Reporting of suspected adverse reactions after marketing authorization is important. It allows continued monitoring of the benefit-risk balance of the medicinal product. Healthcare and pharmaceutical professionals, as well as patients or their legal representatives, should report all suspected adverse reactions and lack of efficacy through the automated pharmacovigilance information system at: https://aisf.dec.gov.ua.

Shelf life

2 years.

Solvent (water for injections) – 5 years.

Storage conditions

Store at 2 to 8 °C. Do not freeze! Store in the original packaging to protect from light.

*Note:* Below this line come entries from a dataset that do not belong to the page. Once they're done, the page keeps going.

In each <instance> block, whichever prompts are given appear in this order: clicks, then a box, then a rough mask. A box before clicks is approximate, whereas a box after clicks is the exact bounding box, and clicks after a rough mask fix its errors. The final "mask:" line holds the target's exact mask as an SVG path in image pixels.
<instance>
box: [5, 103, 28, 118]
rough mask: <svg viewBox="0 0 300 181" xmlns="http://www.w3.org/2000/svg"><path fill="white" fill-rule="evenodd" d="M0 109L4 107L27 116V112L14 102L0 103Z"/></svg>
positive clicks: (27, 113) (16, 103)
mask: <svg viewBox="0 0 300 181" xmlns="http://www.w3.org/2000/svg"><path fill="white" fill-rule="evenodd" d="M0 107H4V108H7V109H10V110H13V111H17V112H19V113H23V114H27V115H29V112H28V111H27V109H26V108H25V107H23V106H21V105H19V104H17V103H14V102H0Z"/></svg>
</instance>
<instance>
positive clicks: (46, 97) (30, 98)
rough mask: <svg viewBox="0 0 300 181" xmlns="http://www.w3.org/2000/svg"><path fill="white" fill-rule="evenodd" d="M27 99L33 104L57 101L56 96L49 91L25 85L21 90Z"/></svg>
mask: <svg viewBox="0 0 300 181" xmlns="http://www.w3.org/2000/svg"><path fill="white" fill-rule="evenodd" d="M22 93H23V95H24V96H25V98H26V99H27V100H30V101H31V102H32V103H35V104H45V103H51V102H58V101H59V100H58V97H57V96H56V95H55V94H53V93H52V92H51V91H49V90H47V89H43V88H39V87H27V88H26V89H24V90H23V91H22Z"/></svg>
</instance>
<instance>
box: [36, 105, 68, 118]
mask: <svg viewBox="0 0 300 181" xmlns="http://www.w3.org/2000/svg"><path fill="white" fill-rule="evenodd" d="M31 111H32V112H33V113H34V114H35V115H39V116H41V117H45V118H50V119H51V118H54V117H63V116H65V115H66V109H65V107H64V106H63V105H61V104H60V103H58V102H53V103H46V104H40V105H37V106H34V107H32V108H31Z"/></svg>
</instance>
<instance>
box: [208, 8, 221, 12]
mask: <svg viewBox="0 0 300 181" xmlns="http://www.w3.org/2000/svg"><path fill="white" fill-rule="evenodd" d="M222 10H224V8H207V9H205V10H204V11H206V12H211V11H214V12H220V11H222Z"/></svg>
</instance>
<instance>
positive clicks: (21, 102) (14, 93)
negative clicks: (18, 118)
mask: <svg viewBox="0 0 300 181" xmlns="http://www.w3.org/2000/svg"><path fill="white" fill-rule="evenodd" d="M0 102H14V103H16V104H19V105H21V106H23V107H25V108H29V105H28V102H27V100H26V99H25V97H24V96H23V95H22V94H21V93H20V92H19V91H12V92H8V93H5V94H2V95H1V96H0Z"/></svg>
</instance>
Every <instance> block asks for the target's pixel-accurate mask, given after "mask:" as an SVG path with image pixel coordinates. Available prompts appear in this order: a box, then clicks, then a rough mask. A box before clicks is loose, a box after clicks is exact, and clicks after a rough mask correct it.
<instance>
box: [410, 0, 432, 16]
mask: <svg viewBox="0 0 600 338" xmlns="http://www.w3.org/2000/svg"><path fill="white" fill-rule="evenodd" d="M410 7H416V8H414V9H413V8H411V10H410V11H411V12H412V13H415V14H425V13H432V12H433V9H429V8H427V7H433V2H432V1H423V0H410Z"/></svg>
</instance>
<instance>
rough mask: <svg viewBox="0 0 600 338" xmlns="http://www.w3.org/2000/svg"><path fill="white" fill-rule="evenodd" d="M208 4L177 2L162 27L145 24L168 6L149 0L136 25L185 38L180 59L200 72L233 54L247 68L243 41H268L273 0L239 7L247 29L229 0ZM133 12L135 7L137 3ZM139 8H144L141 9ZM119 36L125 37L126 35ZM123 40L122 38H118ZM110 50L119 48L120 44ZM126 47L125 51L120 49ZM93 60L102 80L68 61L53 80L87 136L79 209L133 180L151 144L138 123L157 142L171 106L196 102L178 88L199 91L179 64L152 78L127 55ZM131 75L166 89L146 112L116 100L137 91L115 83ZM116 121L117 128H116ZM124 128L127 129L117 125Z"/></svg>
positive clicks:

Keep out of reach and sight of children.

Incompatibilities

As compatibility studies have not been conducted, this medicinal product must not be mixed with other medicinal products or solvents.

Packaging

One vial containing powder for solution for injection (250 IU, 500 IU, 1000 IU, 1500 IU, 2000 IU, or 3000 IU) with one vial of solvent (5 mL water for injections) and one BAXJECT II reconstitution device per carton.

Prescription category

Prescription only.

Manufacturer

Baxalta Belgium Manufacturing SA, Belgium / Baxalta Belgium Manufacturing SA, Belgium.

Manufacturer's location and address of place of business

Boulevard Rene Branquart 80, Lessines, 7860, Belgium / Boulevard Rene Branquart 80, Lessines, 7860, Belgium.